FRANK ZAPPA — We're Only in It for the Money (The Mothers Of Invention) (review)

FRANK ZAPPA — We're Only in It for the Money (The Mothers Of Invention) album cover Album · 1968 · Jazz Related Rock Buy this album from MMA partners
5/5 ·
Warthur
The ultimate musical "a curse on all your houses", before Altamont, before the National Guard shooting students in Ohio, before the chaos at the 1968 Democratic convention and the victory of Richard Nixon, Zappa and the Mothers were there, right in the thick of the summer of love, exposing it for the sham that it is whilst refusing to let the establishment off the hook at the same time. Lyrically bang on target, the album expresses Zappa's anger as the momentum of the civil rights movement and all the movements for progressive social change that had built up in the earlier part of the decade is squandered by naive hippies espousing incoherent, vacuous philosophies and showing more interest in taking drugs and getting laid than genuinely changing the world. Along with Love's "Forever Changes" and *maybe* the work of the Doors, this ranks amongst the very first albums to suggest that the Age of Aquarius might, in fact, simply be a washout.
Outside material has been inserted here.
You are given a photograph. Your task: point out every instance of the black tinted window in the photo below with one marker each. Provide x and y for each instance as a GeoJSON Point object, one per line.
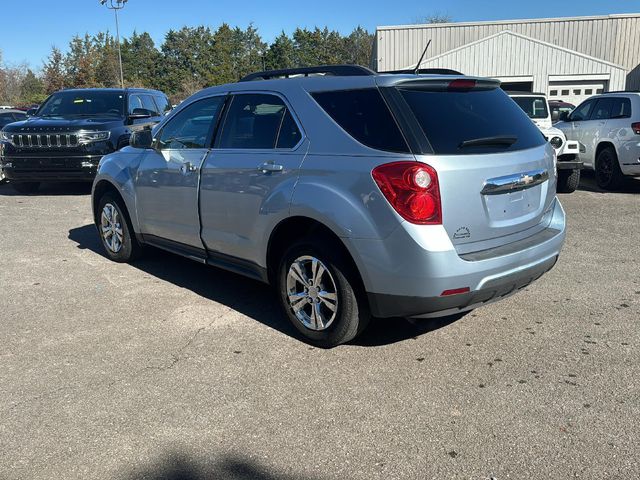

Musically speaking, it's a bit less schizophrenic than Absolutely Free, partially because of the unity of the concept. Between the tape effects and whisperings at the edge of the recording, some of which hide the inner thoughts of the hippy musicians the band are parodying, the music begins with a strident, almost militant tone with "who needs the peace corps", takes pot-shots at the establishment with "Bow-Tie Daddy" and "Mom and Dad", and as the 60s generation gets gradually consumed by Vietnam amidst the fairytale gadding about of "Let's Make the Water Turn Black" the music - like the movement it is criticising - breaks down and gives way to the incoherence musique concrete of The Chrome Plated Megaphone of Destiny. This and "Absolutely Free" are the two major statements of the early Mothers of Invention; Zappa's later music would be more progressive, but the satire would never be quite as finely targeted.